So why is it that because I work with my parents in an "ethnic" restaurant, patrons assume I have no command of the English language and am slow-witted?

Please print this letter in the hope that people will realize that behind my face — white, black, yellow, brown, etc. — there is a mind and a heart that is hurt when people don't bother to appreciate the diversity of the human race. — Stamp Out Stereotyping, New York City

Dear S.O.S.: The patrons probably do not intend to be hurtful or disrespectful. They are behind the times. A generation ago, workers in ethnic restaurants were often newcomers to this country and just learning the English language. Today, however, restaurant workers are more likely to be second- or third-generation citizens.

I'm printing your letter to remind readers who are guilty of stereotyping "foreigners" that many of the workers are well-educated sons and daughters of the business owners, and doing this work by choice, not because they are unqualified for other employment. Looking down one's nose at someone who appears "different" is shortsighted and just plain wrong.

Dear Abby: I have been married twice and have children from both marriages. I am now divorced again and have legally changed back to my maiden name.

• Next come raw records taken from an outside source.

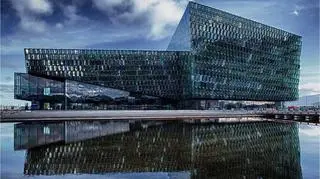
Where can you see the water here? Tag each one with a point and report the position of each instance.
(160, 149)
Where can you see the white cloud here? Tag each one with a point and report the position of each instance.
(28, 10)
(59, 25)
(161, 14)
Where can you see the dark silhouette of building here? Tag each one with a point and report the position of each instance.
(213, 55)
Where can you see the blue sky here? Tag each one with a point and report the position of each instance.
(138, 24)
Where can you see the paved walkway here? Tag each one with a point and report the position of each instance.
(22, 116)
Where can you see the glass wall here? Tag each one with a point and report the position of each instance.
(224, 57)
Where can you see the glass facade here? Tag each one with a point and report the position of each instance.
(212, 55)
(207, 150)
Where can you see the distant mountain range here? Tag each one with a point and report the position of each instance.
(310, 100)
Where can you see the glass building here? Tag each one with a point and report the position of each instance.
(213, 55)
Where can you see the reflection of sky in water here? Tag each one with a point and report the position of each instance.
(12, 162)
(309, 137)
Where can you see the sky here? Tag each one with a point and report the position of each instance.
(138, 24)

How should my teenage children's friends address me? Since I am not a "Mrs.," I would almost prefer to have them call me by my first name. rather than pretending I am "Mrs. Adams." — Single Mom in Cincinnati

Dear Single Mom: I see no reason why you shouldn't give your children's friends permission to call you by your first name since you're comfortable with it. They will think it is "cool" and probably find communicating with you more comfortable because your first name is more personal.